Next month, close friends of ours are going through the Panama Canal, on the Celebrity Constellation…west to east, San Diego to Fort Lauderdale. This is a good idea. Last spring, we made that trip in reverse, more or less, and it was one of our favorite cruises ever.
That sentiment is spreading, and not just because you’re reading it here at Cruising Done Right. By the end of the current winter season next May, more than 250 cruise ships will have taken passengers through the Canal.
Some will stop and make shore excursions and some, like us, will just see the Canal from the balcony or the deck.
The point is, it’s popular. Not only that, it’s going to get more popular for the next few years.
In 2014, the Canal will turn 100 years old. By then, it will have had a facelift, something that’s being called a “new canal” but something that in reality is new locks that will be large enough to accommodate bigger ships. How big? About 65% larger than the existing locks (Gatun Locks on the Atlantic side, and San Miguel and Miraflores Locks on the Pacific). This will not only accommodate the biggest cruise ships but, more importantly, the biggest cargo ships.
The new locks will run parallel to the old, but are more environmentally friendly, using 7% less water and recycling 60% of the water back into basins instead of just flushing it out to sea.
The line-up for getting through the Canal was so bad two years ago that they auctioned off the chance to be first in line. One report was that BP Shipping paid over $200,000 for the No. 1 spot, rather than wait in line, sometimes for weeks at an operational cost of $40,000 a day.
For almost a century, the Panama Canal has been an engineering marvel. It’s about 50 miles long…most of the 50 miles is Gatun Lake, which connects the locks that open up into the two oceans. It runs at almost 90% capacity and has a tough time keeping up with the shipping needs of today. It has become a bottleneck. The expansion of the two locks with more modern technology — at a cost of $5.25 billion — became a necessity, and soon will become even more of a tourist attraction than it already is.
Expect cruise lines to feature the “new canal” in marketing cruises that are already attractive, in our opinion — we’d go again in a heartbeat. Make no mistake…this is not being done for cruise ships.
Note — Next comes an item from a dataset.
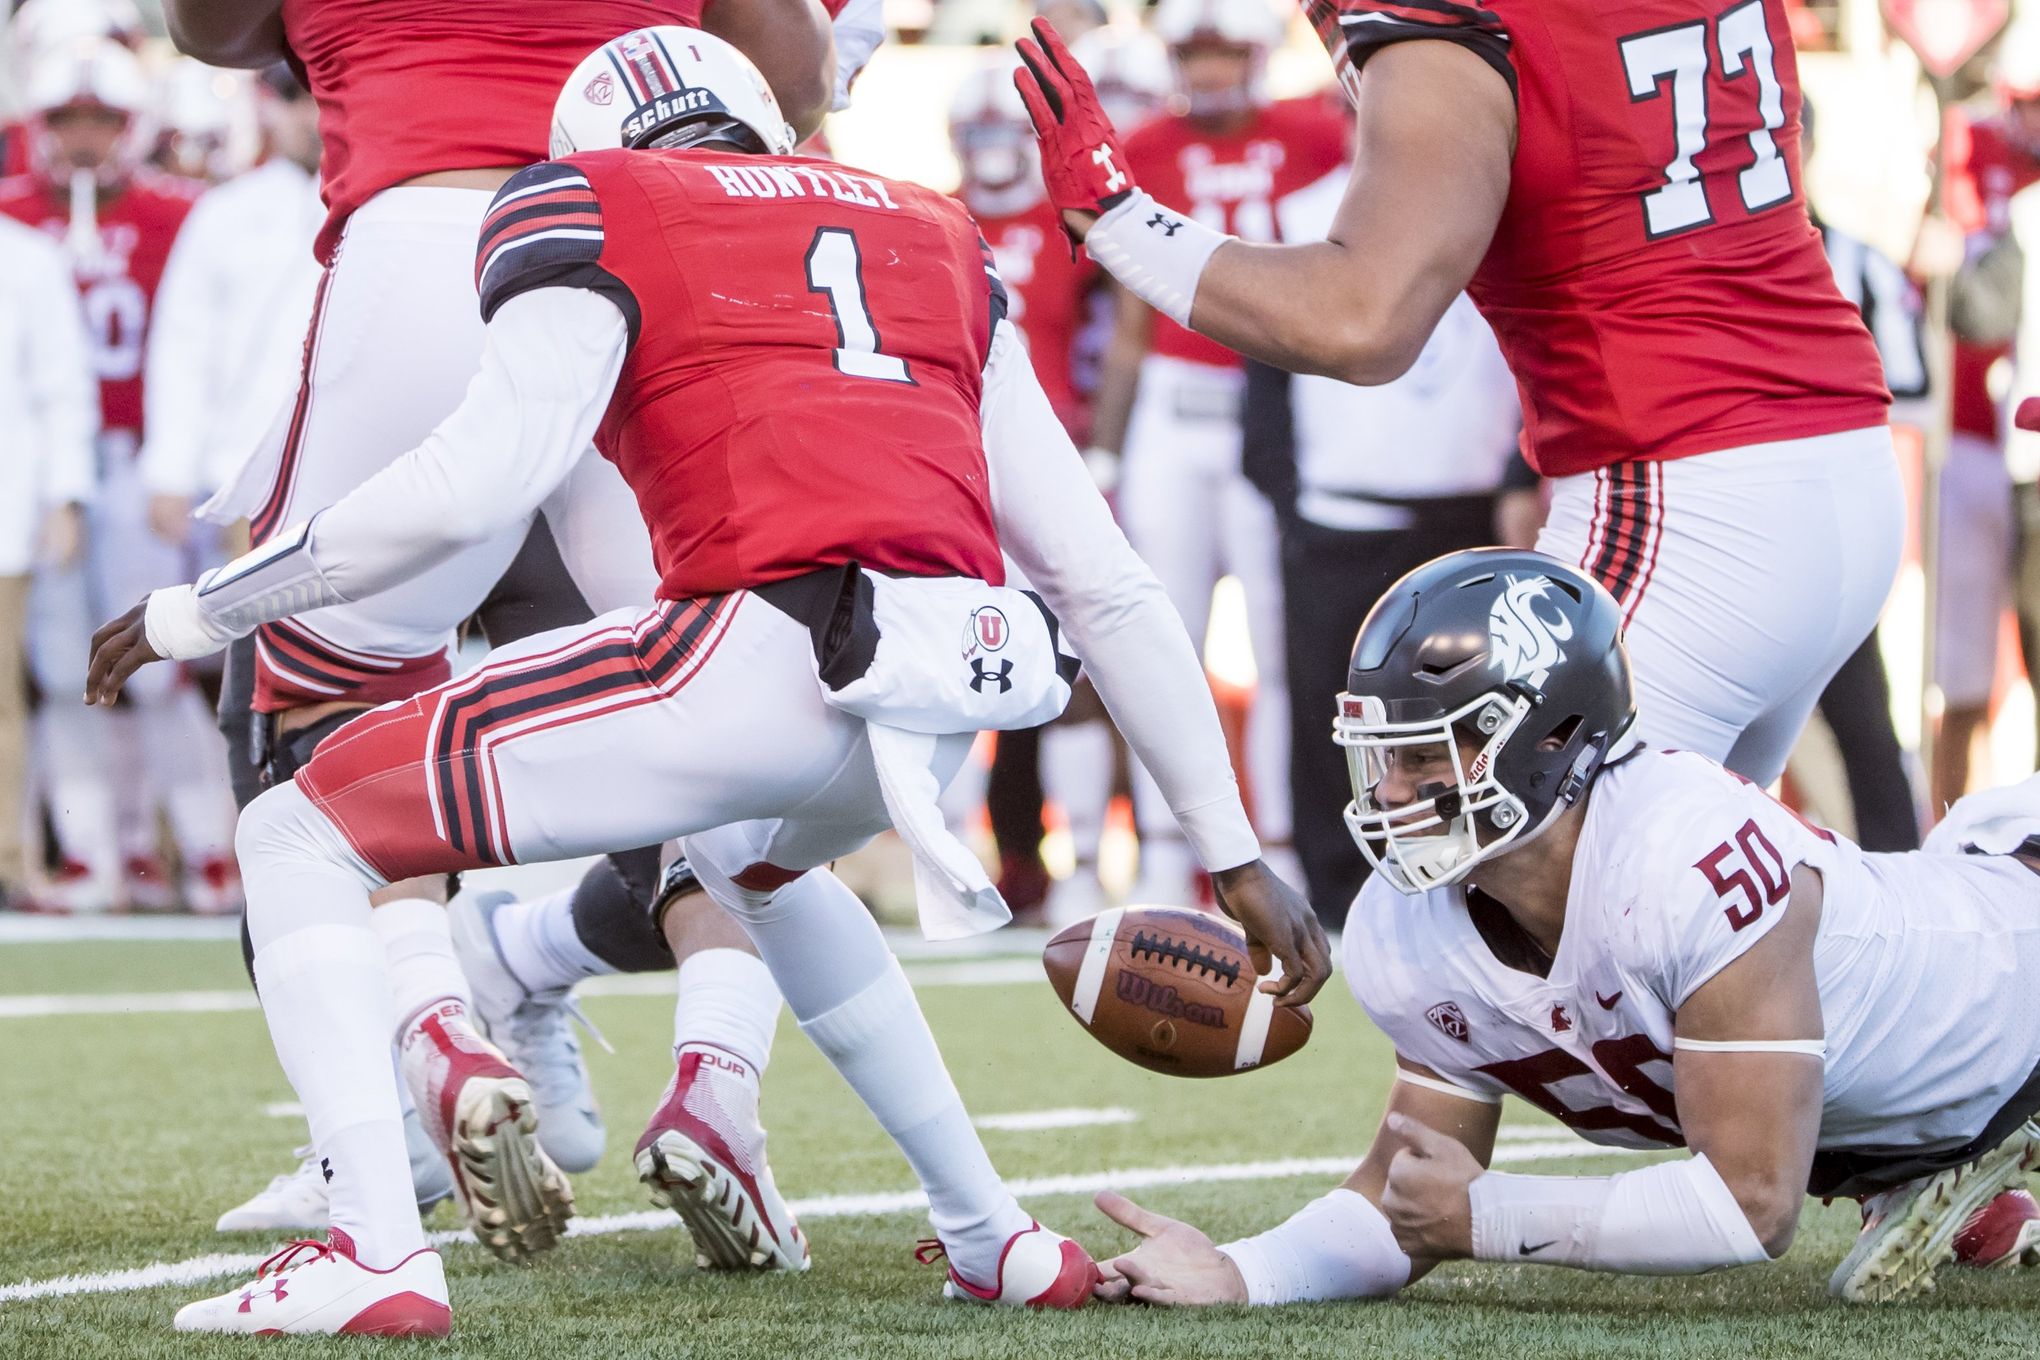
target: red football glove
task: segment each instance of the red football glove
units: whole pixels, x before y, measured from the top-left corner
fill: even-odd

Holland America, Princess, Royal Caribbean and Celebrity send ships through it now. Cunard (the Queen Elizabeth) and Disney (the Wonder’s inaugural cruise) will in 2011. Perhaps the Oasis of the Seas, Allure and Epic will in the future.
Even if you err on the high side and predict 300 cruise-ship crossings in a year, there are currently 14,000 ships crossing the Isthmus of Panama.
That makes cruise ships about 2% of the total.